Cisco will be able to add support for optical-based networking topologies--the dominant technology "fabric" used by telcos--to its line of switching and routing equipment, enabling the firm to gain a greater foothold in other segments of service provider networks. The deal is part of a five-phase strategy focused on fiber-optic technology from Ciena.
On a wider scope, the move positions Cisco as a more direct competitor to large voice-oriented firms such as Northern Telecom and Lucent Technologies, two companies that are increasing their efforts on the data-centric world.
Cisco has a long-established stranglehold on the back-end routing devices that essentially speed data packets across the public Net infrastructure.
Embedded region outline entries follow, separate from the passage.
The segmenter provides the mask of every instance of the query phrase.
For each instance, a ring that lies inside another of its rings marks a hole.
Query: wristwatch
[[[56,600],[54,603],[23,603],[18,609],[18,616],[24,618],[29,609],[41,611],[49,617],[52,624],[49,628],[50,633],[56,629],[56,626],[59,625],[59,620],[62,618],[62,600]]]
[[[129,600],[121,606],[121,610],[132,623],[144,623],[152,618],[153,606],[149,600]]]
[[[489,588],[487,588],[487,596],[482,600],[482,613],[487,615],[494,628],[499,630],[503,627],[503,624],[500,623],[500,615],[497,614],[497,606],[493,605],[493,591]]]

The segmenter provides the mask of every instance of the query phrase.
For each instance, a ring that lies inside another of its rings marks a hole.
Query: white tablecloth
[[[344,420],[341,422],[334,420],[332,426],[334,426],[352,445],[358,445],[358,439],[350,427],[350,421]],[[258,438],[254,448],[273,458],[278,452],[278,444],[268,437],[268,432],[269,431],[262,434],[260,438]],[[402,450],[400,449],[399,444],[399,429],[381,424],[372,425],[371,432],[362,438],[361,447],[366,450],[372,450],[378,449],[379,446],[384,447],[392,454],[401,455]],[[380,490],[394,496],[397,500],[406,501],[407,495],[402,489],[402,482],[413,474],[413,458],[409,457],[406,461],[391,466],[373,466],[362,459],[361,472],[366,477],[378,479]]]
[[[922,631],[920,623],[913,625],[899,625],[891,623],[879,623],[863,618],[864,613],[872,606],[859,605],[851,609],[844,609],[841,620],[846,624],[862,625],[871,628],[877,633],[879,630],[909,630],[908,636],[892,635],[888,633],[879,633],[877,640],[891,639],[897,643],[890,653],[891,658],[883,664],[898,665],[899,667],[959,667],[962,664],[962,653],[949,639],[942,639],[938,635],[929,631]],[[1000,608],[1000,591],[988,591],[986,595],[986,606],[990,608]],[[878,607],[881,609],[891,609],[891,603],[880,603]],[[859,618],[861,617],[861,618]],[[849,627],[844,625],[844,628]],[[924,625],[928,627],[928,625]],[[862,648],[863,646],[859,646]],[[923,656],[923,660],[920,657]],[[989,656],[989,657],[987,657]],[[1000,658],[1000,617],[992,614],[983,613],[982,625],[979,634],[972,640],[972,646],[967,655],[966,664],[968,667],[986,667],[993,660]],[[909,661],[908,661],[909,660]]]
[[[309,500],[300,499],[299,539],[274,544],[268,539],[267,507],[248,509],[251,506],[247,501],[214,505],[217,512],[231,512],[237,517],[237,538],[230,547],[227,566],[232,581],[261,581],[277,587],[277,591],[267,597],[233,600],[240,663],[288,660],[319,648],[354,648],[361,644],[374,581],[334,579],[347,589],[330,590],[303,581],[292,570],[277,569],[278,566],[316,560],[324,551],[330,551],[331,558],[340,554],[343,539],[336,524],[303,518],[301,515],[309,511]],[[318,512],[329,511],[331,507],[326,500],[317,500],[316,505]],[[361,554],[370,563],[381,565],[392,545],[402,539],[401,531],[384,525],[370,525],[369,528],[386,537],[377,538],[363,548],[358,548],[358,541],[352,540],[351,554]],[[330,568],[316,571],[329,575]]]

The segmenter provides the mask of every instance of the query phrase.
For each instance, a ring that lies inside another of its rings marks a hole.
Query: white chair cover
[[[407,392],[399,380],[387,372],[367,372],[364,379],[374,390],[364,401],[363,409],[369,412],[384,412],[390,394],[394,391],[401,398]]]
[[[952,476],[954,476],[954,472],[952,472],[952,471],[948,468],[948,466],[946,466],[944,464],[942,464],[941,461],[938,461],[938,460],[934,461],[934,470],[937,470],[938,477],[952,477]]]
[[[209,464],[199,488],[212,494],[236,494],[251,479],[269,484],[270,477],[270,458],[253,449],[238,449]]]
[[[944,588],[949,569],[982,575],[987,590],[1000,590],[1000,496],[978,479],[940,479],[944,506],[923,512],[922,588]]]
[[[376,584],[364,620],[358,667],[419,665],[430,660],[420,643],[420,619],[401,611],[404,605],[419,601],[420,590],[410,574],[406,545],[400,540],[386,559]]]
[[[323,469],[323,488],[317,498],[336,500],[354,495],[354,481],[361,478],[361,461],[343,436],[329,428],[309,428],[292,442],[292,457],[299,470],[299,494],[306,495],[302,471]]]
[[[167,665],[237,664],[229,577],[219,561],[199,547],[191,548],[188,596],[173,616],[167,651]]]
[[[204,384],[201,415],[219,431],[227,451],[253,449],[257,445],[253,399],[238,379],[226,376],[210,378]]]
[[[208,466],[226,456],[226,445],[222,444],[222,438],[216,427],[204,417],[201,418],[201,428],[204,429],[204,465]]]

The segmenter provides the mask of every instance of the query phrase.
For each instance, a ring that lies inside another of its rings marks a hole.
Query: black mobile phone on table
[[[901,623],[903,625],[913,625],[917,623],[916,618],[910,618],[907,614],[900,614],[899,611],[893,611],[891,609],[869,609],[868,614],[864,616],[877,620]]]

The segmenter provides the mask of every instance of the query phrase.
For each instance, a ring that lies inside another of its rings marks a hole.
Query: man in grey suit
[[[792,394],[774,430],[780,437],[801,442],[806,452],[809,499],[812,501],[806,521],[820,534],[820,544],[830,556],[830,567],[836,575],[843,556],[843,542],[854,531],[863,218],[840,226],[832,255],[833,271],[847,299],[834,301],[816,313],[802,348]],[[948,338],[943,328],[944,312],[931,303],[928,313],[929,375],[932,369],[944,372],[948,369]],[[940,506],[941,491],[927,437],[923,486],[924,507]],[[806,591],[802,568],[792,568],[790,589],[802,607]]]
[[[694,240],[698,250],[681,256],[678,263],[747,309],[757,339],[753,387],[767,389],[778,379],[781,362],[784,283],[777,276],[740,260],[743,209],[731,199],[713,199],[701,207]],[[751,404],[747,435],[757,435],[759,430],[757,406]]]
But the networking industry is increasingly focusing on the opportunity for equipment sales as traditional voice-based providers add value-added data services to their portfolio of offerings.
Ciena has built a lucrative business by providing fiber-based devices that can send more than one communications signal across a single line, a technology called "multiplexing." This method is increasingly being used by voice-centric telco firms and, along with SONet (synchronous optical networking), is regarded as a primary means to handle the convergence of voice and data networks based on IP (Internet protocol).
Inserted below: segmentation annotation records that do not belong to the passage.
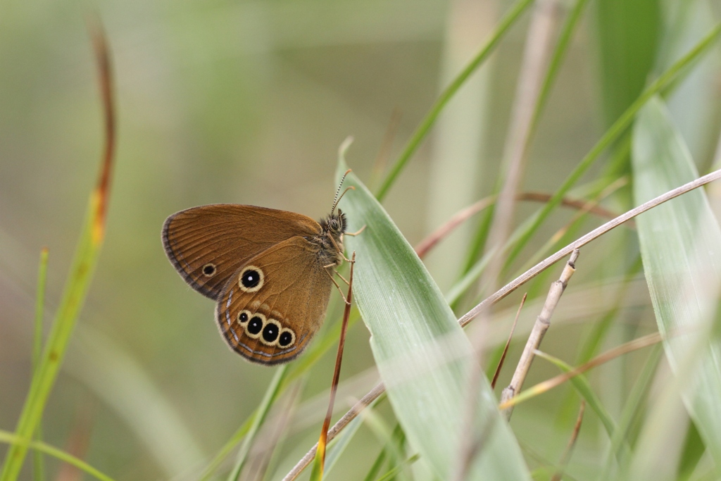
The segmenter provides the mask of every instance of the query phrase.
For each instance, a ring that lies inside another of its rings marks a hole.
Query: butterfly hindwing
[[[277,244],[240,267],[216,306],[231,348],[249,361],[275,364],[300,354],[318,332],[332,281],[318,246],[301,237]]]
[[[299,213],[213,204],[168,217],[162,239],[166,255],[185,282],[217,300],[229,278],[251,258],[292,237],[317,235],[319,229]]]

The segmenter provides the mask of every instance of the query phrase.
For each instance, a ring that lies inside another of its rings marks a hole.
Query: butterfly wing
[[[303,351],[323,322],[332,286],[319,251],[292,237],[236,271],[216,306],[218,327],[231,349],[266,365]]]
[[[255,206],[214,204],[181,211],[163,224],[168,259],[193,288],[217,300],[249,259],[296,236],[317,234],[310,217]]]

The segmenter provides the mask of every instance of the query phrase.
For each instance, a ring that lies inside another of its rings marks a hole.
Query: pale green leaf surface
[[[698,177],[658,98],[640,112],[633,135],[637,204]],[[658,329],[666,335],[664,350],[720,473],[721,342],[714,322],[721,286],[721,229],[702,189],[644,213],[637,226]]]
[[[340,175],[345,170],[341,161]],[[441,479],[458,469],[464,432],[471,345],[451,308],[373,195],[350,174],[355,186],[341,202],[356,252],[353,301],[371,333],[371,347],[394,412],[422,462]],[[518,446],[496,408],[485,378],[477,396],[475,434],[481,456],[469,479],[528,480]]]

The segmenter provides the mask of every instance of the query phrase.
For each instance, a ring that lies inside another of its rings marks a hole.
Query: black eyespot
[[[280,347],[285,348],[287,345],[291,345],[293,343],[293,333],[289,330],[285,330],[280,332],[280,338],[278,339],[278,343]]]
[[[251,334],[257,334],[263,328],[263,319],[258,316],[253,316],[248,322],[248,332]]]
[[[278,335],[280,330],[273,322],[268,322],[263,327],[263,339],[267,343],[273,343],[278,339]]]
[[[243,277],[241,278],[241,282],[243,283],[243,286],[245,286],[249,289],[252,288],[260,282],[260,276],[255,270],[246,270],[243,274]]]
[[[249,265],[240,273],[238,286],[243,292],[256,292],[263,286],[263,271],[255,265]]]

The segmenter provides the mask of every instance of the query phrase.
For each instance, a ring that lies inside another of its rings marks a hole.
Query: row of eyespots
[[[283,327],[275,319],[244,309],[238,314],[238,323],[243,326],[245,334],[251,339],[260,339],[265,345],[278,345],[287,348],[296,342],[296,333],[291,329]]]

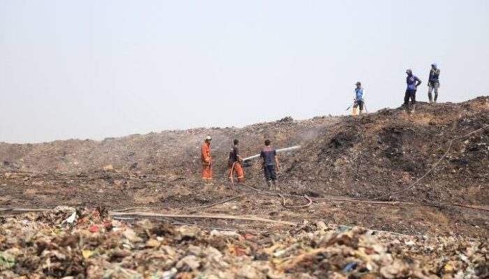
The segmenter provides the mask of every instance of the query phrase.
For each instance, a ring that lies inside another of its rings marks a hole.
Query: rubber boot
[[[268,190],[272,190],[273,188],[272,188],[272,181],[267,181],[267,184],[268,185]]]
[[[277,181],[273,181],[273,186],[275,188],[276,191],[280,192],[280,187],[279,187],[279,185],[277,183]]]

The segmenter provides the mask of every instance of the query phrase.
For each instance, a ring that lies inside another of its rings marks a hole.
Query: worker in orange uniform
[[[241,167],[241,162],[242,162],[243,158],[240,156],[240,151],[238,149],[240,141],[235,140],[233,143],[234,146],[231,147],[231,150],[229,151],[229,158],[228,159],[229,168],[228,176],[229,176],[229,180],[232,181],[233,172],[235,172],[238,176],[238,182],[243,183],[245,182],[245,174],[243,173],[243,169]]]
[[[210,156],[210,141],[212,138],[208,135],[200,146],[200,161],[202,162],[202,179],[210,183],[212,179],[212,158]]]

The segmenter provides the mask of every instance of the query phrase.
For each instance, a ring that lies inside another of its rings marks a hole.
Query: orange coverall
[[[202,179],[210,180],[212,179],[212,167],[210,156],[210,144],[204,142],[200,146],[200,161],[202,161]]]

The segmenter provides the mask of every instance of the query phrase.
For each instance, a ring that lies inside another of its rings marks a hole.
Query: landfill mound
[[[479,97],[414,114],[0,143],[0,278],[488,278],[488,123]],[[279,193],[256,160],[243,164],[246,184],[228,181],[235,138],[244,157],[266,138],[301,146],[279,155]]]
[[[489,246],[305,221],[288,234],[112,220],[59,206],[0,218],[0,277],[71,278],[481,278]],[[69,277],[71,276],[71,277]]]
[[[400,199],[430,203],[489,204],[489,129],[455,140],[435,169],[402,195],[391,193],[424,175],[451,140],[489,123],[489,98],[460,103],[418,103],[415,114],[385,109],[362,117],[282,120],[242,128],[196,128],[36,144],[0,144],[0,170],[79,174],[105,166],[121,173],[198,177],[199,148],[213,137],[214,177],[224,178],[234,138],[244,156],[259,153],[264,139],[276,148],[301,145],[280,156],[287,191],[313,196]],[[255,161],[245,165],[251,183],[263,183]]]

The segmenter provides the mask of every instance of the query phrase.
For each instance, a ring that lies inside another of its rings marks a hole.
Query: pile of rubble
[[[489,276],[486,240],[305,222],[281,234],[110,219],[57,207],[0,218],[0,278],[398,278]]]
News of the partnership will likely lead to speculation that Ciena is an acquisition target of Cisco. It could also rule out partnership opportunities with Lucent and Nortel.
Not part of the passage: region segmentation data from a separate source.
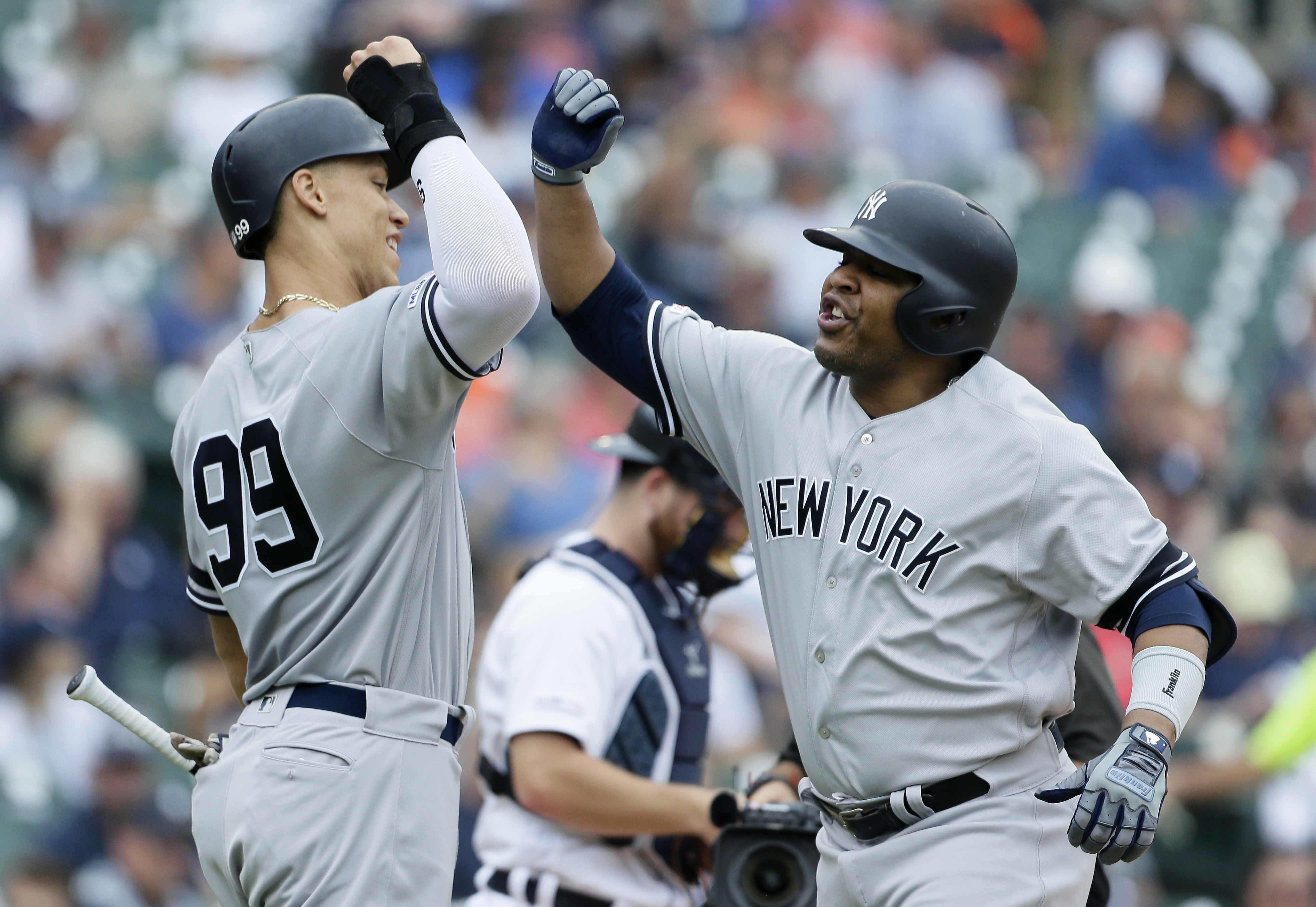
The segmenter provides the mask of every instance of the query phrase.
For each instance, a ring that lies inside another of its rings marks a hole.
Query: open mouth
[[[840,330],[850,322],[850,315],[846,314],[845,306],[841,301],[832,293],[822,297],[822,306],[819,310],[819,329],[824,331]]]

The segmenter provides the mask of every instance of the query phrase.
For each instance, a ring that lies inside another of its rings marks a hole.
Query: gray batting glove
[[[184,737],[175,731],[168,735],[168,740],[183,758],[192,760],[196,762],[196,768],[201,769],[220,761],[220,753],[224,752],[224,737],[226,736],[226,733],[212,733],[209,741],[201,743],[192,737]]]
[[[590,70],[562,70],[530,130],[532,172],[545,183],[579,183],[608,156],[622,122],[607,81]]]
[[[1048,803],[1078,797],[1070,844],[1095,853],[1104,864],[1132,862],[1152,847],[1169,768],[1170,741],[1145,724],[1134,724],[1103,755],[1036,797]]]

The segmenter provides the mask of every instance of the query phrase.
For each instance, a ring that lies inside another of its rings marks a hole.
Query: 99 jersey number
[[[226,434],[203,440],[192,457],[192,493],[208,535],[228,542],[226,555],[217,547],[207,555],[221,590],[237,586],[246,570],[249,507],[255,559],[270,576],[313,564],[320,553],[320,531],[270,418],[243,426],[237,444]]]

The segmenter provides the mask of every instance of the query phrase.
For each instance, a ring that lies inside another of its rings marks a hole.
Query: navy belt
[[[986,794],[990,786],[973,772],[938,781],[934,785],[923,787],[923,803],[933,812],[949,810],[953,806],[967,803]],[[903,790],[898,790],[891,797],[904,797]],[[890,802],[880,803],[867,810],[837,810],[822,801],[815,801],[822,808],[854,835],[858,841],[871,841],[883,835],[908,828],[909,823],[896,815]]]
[[[288,709],[320,709],[336,711],[340,715],[365,718],[366,691],[338,684],[297,684],[292,687],[292,695],[288,697]],[[462,736],[462,719],[457,715],[449,715],[447,726],[438,736],[455,747],[457,740]]]
[[[490,891],[497,891],[499,894],[505,894],[509,898],[512,893],[508,890],[508,881],[511,874],[505,869],[499,869],[492,875],[490,881],[486,882]],[[536,895],[540,893],[540,877],[532,875],[525,881],[525,903],[536,903]],[[582,894],[579,891],[571,891],[570,889],[558,889],[557,896],[553,898],[553,907],[612,907],[611,900],[603,900],[601,898],[595,898],[588,894]]]

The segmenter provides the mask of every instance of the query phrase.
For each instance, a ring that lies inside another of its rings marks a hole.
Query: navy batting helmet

The deal with Ciena also includes the creation of a new Optical Internetworking Forum to promote the deployment of next-generation network topologies based on fiber-optics.
As part of the relationship, Cisco also announced a new high-speed interface for its high-end 12000 Gigabit Switch Router that will be available in the third quarter with a price tag of $75,000.
In related activities, Cisco announced a partnership with NBX to deliver voice capabilities over data networks for small- and medium-sized businesses through its IOS operating system. The company also announced deals focused on policy-based network management software with Fremont, California-based DevSoft and Bedford, Massachusetts-based American Internet.